The main goal of this study was to investigate the feasibility of a psychological well-being program through a chatbot based on digital phenotyping, using a non-clinical trial. The decision to focus on psychological well-being as an index of our program’s effectiveness stems from the fact that, according to several reviews, intervention programs using smartphones have been able to detect usable markers of psychological well-being components such as life satisfaction, or happiness on a continuum (Rhim et al., 2020). As proven by several studies this data can be integrated into behavior change interventions to promote users’ health and well-being (Choi et al., 2024; Cornet and Holden, 2018; Lee et al., 2023).

This approach aims to evaluate how passive data collection via digital devices can be effectively implemented in mental health treatments (i.e., psychological assessments, psychotherapy, support group, peer support) to monitor psychological distress, prevent psychological malaises and improve the well-being of users. A further goal of the study was the creation of a user profiling and content recommendation system. Using the smartphone data collected through digital phenotyping and the active participation of users, the recommendation system we implemented, was designed to analyse the behavioral and physiological patterns of users, enabling personalized and targeted recommendations to improve psychological well-being of users.

2 Method

Ad hoc for this project, a chatbot integrated into the Telegram application, available for Android and iOS users, was developed in collaboration with the start-up Go Healthy & Co Sagl. The chatbot was used to assess the participants’ psychological well-being and deliver the intervention.

2.1 Participants

The study involved a one-month randomized non-clinical trial. Participants were 81 young adults aged 18–35 years (M = 26.2; SD = 7.92), recruited in Italy and in the Canton of Ticino, an Italian-speaking region of southern Switzerland. Inclusion criteria were a good knowledge of Italian and no diagnosis of mental disorders. Participants were recruited via online advertisements through social media such as Facebook and Instagram. Randomization into experimental or control groups was carried out by means of a randomization algorithm included in the initial form. Participants in this study expressed their willingness to participate in the study by signing the informed consent and received no compensation for their participation. The study received approval from the Ethics Committee of Università della Svizzera italiana (protocol No.CE_2022_12) and complies with the Declaration of Helsinki of the World Medical Association (1964).

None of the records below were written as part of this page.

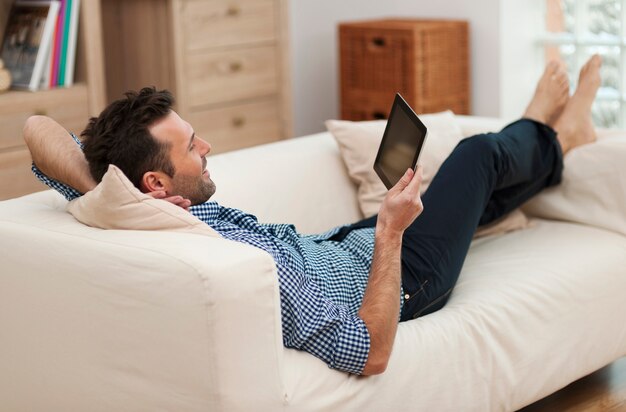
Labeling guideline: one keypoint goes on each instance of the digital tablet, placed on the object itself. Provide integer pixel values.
(401, 145)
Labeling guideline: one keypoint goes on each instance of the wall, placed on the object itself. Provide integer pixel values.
(313, 26)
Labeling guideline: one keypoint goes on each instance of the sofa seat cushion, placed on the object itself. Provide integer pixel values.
(533, 311)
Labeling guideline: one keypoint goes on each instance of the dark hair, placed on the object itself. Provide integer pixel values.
(120, 136)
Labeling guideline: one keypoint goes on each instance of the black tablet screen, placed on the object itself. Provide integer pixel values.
(401, 143)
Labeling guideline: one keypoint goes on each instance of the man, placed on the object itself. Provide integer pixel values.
(341, 292)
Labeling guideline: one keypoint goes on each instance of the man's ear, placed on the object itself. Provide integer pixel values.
(154, 181)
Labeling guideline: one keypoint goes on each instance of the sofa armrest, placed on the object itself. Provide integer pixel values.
(135, 320)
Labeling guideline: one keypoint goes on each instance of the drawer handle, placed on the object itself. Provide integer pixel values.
(235, 67)
(239, 121)
(233, 11)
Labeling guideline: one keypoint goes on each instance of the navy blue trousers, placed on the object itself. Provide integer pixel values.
(485, 177)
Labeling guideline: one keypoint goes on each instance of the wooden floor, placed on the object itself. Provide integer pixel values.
(602, 391)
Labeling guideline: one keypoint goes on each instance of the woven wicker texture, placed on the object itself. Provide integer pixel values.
(427, 61)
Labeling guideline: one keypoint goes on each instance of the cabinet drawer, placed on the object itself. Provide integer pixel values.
(16, 179)
(238, 126)
(218, 23)
(66, 106)
(229, 76)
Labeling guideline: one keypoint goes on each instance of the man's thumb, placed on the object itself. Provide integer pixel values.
(404, 180)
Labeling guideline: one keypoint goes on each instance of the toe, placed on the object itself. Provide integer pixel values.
(552, 67)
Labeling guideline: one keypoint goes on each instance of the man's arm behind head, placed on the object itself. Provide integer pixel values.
(56, 154)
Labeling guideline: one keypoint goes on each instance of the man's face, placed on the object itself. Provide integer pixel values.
(187, 153)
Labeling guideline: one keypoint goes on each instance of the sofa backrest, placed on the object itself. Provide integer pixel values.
(301, 181)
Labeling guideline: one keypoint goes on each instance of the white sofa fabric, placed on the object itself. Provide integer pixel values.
(101, 320)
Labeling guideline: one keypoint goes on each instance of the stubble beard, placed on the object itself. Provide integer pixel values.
(196, 189)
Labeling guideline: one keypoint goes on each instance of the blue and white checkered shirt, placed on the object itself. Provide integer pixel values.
(322, 282)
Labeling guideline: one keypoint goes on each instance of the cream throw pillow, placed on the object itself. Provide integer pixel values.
(116, 203)
(358, 144)
(593, 188)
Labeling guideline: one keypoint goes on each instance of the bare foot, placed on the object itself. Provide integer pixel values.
(575, 127)
(551, 95)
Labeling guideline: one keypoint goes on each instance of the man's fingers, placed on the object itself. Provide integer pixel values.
(404, 181)
(415, 183)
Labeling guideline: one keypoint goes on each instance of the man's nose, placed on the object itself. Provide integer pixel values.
(207, 148)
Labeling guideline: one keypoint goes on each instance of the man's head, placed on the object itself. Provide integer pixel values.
(151, 144)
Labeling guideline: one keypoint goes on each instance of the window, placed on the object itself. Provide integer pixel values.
(575, 30)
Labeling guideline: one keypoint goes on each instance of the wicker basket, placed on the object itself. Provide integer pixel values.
(427, 61)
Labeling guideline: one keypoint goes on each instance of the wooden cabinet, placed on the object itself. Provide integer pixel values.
(71, 106)
(226, 61)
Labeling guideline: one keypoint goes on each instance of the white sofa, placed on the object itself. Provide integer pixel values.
(95, 320)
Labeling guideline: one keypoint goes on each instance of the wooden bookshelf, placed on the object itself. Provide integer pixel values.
(71, 106)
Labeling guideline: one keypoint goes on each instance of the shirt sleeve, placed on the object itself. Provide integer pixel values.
(314, 324)
(66, 191)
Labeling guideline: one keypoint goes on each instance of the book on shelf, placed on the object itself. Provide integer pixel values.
(63, 51)
(27, 41)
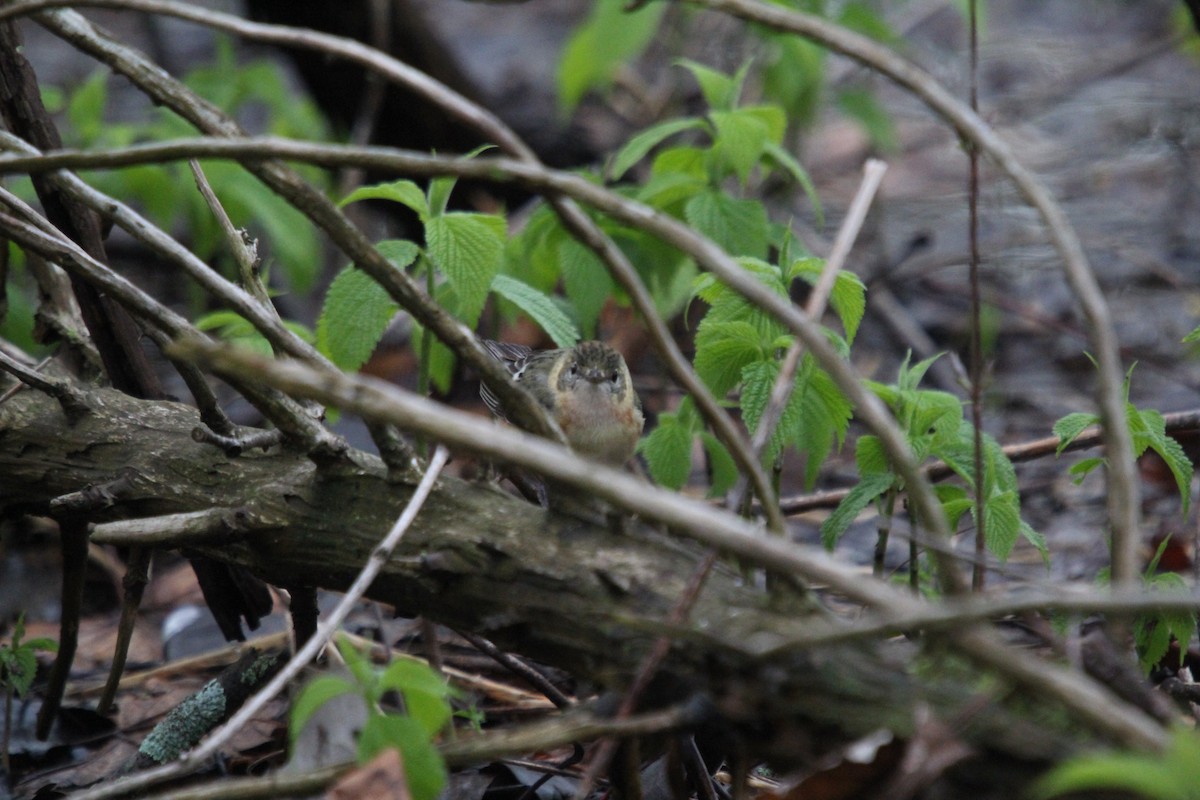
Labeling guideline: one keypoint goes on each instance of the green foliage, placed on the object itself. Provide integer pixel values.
(935, 428)
(609, 37)
(18, 662)
(461, 262)
(160, 188)
(1147, 428)
(425, 697)
(1170, 775)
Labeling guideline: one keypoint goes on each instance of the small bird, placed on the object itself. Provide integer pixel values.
(587, 390)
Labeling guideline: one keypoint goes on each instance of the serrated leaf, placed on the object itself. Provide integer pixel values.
(353, 318)
(856, 500)
(426, 693)
(606, 38)
(641, 144)
(720, 463)
(587, 282)
(862, 106)
(405, 192)
(1002, 516)
(757, 382)
(719, 89)
(667, 451)
(316, 693)
(1149, 429)
(780, 157)
(870, 457)
(424, 768)
(539, 307)
(739, 142)
(1071, 426)
(723, 349)
(738, 227)
(468, 248)
(847, 296)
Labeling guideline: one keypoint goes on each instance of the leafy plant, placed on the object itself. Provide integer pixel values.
(1170, 775)
(425, 696)
(235, 88)
(1147, 428)
(935, 428)
(461, 262)
(18, 667)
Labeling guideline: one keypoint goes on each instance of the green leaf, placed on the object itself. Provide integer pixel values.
(1170, 775)
(609, 37)
(720, 90)
(1071, 426)
(353, 319)
(316, 693)
(720, 463)
(739, 143)
(587, 282)
(723, 350)
(539, 307)
(1080, 469)
(426, 693)
(424, 767)
(667, 451)
(847, 296)
(738, 227)
(405, 192)
(862, 106)
(1149, 429)
(856, 500)
(641, 144)
(779, 156)
(468, 250)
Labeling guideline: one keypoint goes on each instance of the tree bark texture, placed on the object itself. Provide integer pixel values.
(565, 590)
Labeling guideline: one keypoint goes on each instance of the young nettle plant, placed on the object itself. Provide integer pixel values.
(18, 667)
(425, 713)
(1152, 631)
(738, 353)
(934, 427)
(461, 263)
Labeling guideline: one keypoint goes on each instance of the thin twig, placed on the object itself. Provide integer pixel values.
(219, 738)
(244, 253)
(978, 573)
(1123, 504)
(372, 398)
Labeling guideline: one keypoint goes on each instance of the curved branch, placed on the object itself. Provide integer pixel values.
(706, 253)
(1123, 503)
(495, 128)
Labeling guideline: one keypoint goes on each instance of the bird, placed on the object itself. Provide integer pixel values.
(587, 390)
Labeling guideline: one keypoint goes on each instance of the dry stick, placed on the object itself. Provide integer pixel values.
(486, 122)
(264, 320)
(780, 392)
(707, 254)
(1175, 422)
(978, 572)
(873, 175)
(165, 90)
(373, 398)
(1123, 505)
(219, 738)
(33, 233)
(243, 252)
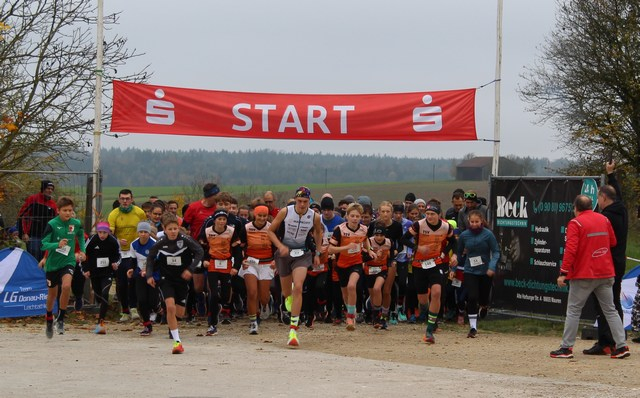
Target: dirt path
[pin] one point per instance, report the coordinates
(330, 362)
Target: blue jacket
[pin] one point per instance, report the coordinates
(481, 249)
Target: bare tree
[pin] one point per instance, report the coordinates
(47, 79)
(586, 82)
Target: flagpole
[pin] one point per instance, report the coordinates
(496, 122)
(96, 202)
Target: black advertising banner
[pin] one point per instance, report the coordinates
(529, 217)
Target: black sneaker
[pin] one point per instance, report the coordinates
(49, 329)
(60, 326)
(620, 353)
(562, 352)
(309, 321)
(597, 349)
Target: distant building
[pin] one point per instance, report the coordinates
(479, 168)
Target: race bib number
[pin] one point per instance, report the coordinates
(102, 262)
(475, 261)
(175, 261)
(427, 264)
(64, 250)
(354, 251)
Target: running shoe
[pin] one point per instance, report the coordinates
(351, 324)
(620, 353)
(562, 352)
(253, 327)
(49, 330)
(293, 339)
(60, 326)
(212, 331)
(177, 348)
(309, 321)
(146, 331)
(265, 311)
(286, 318)
(288, 302)
(428, 338)
(100, 329)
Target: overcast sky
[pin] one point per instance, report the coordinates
(353, 46)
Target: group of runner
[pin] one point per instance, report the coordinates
(402, 261)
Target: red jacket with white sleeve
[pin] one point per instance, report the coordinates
(587, 252)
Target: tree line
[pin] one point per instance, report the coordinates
(144, 167)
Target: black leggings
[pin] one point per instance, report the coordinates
(218, 294)
(148, 297)
(314, 294)
(125, 287)
(402, 270)
(101, 286)
(478, 290)
(77, 283)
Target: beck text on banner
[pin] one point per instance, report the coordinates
(419, 116)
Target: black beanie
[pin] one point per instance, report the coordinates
(44, 184)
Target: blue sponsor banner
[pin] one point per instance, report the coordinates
(23, 287)
(529, 218)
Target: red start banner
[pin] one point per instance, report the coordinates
(420, 116)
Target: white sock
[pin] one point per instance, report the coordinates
(473, 321)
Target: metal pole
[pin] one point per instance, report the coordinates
(496, 122)
(98, 113)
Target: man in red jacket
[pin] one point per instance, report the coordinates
(588, 264)
(34, 215)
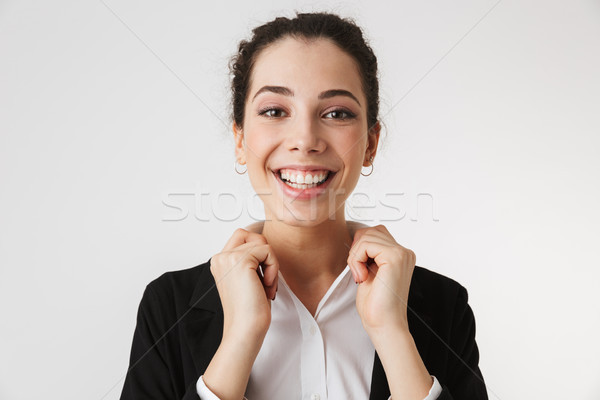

2.2 Stages of the non-clinical trial

As a preliminary step, all the participants completed a baseline questionnaire to collect socio-demographic information, current well-being, malaise, information on behavioral addictions, and the presence of a mental health diagnosis or current psychological treatment. Participants with a diagnosis of mental health problems or undergoing psychological treatment were excluded. Prior to the start of data collection, two focus groups were conducted for a preliminary test on the usability of the application.

2.3 Interventions and evaluations

Participants in the experimental group have access to a Telegram chatbot for 30 days designed to collect passive data through sensors embedded in users’ smartphones along with EMAs on their emotional state and well-being, to collect active data from the participants, coherently with the definition of digital phenotyping. Every day, participants received a message from the chatbot asking: “How do you feel now?” Participants could answer the question via a Likert scale from 0 (very bad) to 10 (very good).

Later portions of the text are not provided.